直到谢福唤醒他,他才从痛苦中抽身,又被另一张略显皱巴,撕痕无数的纸吸引了。他拿起来,忽然觉得字迹是那么熟悉。
是了,这字迹,不正是他的么。特别是婚书二字,让他心中一阵触动。还记得他当时写这封婚书时明明是那么高兴。
后来,也是他亲手将这封婚书撕毁。只是他没有想到,她把这些撕碎的纸都捡齐了,还完完全全的再粘回来。
有婚书,自然还得有契约书。果然,打脸的来了。
只是隔得远,易成成只能看到谢元有些变化的表情,也看不到那些一张又一张的纸上写了什么。
这个客厅安静得让她拳脚发痒。
“礼单呢?”
谢元这一问,易成成像是被抓回了魂,稳住了神,她便取出礼单交出去。
谢元不紧不慢的打开单子,八折的红色礼单写满了字,可谢元只看了前面四行字。
【金条十箱整。东海极品珍珠一百颗整。南夷城玉饰珠宝十箱整。极北仙女山千年灵芝十株整。】
拥有这四件珍宝,普通家庭往后五代不愁吃穿。可是对谢元而言,这是他曾经为了断掉曲家岚和女儿的念头,才说出来的绝决。他还在这契约书上签了字。现下忽然就觉得脸微微发疼。
“原本以为只是贞儿的仰慕者胡乱做恶,没想到,她做到了!”
迎视着谢元的目光,易成成依旧没有退缩。这一次仍然是谢元先收的目光,她觉得谢元不屑与她这个小姑娘对视。
“这么说,侯爷您认下了?”
“说出去的话,本侯自然认。”他一一将纸折好放回去,把盒子盖好,礼单压在上面。沉默着叹了一声,感慨之余说道:“可惜她来晚了。”
“侯爷这话是什么意思?”
谢元不回答易成成的问题,手指轻轻扣着礼单,“晚了,晚了就是晚了。你回去吧。”
“可你还没有说……”
“她若想知道原因,就自己去打听。安阳城虽然大,但凭她的能力要打听一件事不过是小事一桩。至于这礼单,我倒是想收下,不过……”
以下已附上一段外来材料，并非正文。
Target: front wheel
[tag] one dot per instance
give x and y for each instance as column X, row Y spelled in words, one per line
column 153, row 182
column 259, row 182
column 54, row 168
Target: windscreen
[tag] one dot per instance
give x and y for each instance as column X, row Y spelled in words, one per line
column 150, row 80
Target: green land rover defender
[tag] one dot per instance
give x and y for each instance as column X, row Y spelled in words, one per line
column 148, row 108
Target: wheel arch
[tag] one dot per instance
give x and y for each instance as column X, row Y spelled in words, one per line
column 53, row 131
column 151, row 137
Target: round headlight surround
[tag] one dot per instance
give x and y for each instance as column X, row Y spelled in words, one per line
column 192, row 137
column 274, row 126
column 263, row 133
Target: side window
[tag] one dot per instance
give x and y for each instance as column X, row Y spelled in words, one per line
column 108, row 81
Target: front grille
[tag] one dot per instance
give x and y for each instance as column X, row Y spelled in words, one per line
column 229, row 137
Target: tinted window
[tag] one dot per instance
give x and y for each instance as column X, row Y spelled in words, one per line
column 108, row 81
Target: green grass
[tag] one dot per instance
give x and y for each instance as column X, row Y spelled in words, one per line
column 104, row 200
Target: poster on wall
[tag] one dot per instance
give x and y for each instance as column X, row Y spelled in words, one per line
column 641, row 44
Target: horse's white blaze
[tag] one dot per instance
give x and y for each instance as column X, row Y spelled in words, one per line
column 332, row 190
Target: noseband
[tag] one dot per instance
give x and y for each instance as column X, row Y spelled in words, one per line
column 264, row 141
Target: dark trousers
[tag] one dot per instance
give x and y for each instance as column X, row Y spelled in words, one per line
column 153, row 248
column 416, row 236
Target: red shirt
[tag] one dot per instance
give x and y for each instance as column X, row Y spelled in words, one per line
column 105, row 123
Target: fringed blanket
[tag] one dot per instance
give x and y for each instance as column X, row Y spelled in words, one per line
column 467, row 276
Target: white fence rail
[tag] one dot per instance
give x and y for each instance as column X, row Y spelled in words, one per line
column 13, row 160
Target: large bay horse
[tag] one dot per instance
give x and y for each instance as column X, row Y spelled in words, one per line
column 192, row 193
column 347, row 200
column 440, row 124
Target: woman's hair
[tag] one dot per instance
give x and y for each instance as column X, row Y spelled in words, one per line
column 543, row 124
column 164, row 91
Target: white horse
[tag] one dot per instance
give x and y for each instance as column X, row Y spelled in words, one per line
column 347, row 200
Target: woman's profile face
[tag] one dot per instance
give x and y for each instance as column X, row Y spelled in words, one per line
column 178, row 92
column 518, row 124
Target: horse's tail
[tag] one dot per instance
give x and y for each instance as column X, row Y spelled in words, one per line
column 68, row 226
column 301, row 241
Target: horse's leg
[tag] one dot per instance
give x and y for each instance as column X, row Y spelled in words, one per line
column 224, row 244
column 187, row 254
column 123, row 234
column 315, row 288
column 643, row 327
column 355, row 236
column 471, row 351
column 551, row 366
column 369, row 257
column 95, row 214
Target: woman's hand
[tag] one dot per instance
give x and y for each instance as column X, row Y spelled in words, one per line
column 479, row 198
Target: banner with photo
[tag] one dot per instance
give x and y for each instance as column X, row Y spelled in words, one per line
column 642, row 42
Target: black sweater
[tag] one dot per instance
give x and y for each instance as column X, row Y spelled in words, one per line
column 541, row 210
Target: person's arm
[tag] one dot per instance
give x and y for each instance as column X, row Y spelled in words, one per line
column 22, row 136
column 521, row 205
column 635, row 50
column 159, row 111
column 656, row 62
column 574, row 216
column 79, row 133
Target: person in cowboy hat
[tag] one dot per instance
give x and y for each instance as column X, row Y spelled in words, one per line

“刚才可是你自己认下的。既然认了,那这门婚事就属实。即使你是侯爷,若要毁婚说出去也是要遭笑话的。除非,你完全不在意自己的面子和侯府的名声,以及谢小姐的声誉。”
谢元脸色又一沉,迎着易成成的目光,两人就此对视。他才发现,这个小姑娘也不普通。
“侯爷生气也在预料之中。可是你没有退聘的余地,否则你这侯爷可就做到头了。”
“大胆,竟然威胁我家军侯。来人……”
谢元一扬手,阻止了谢福。几十年军旅生涯,让这个中年男人自带一身冷默的戾气,这种戾气会让人不寒而粟。任是易成成阅人无数,也终于是敛收了目光。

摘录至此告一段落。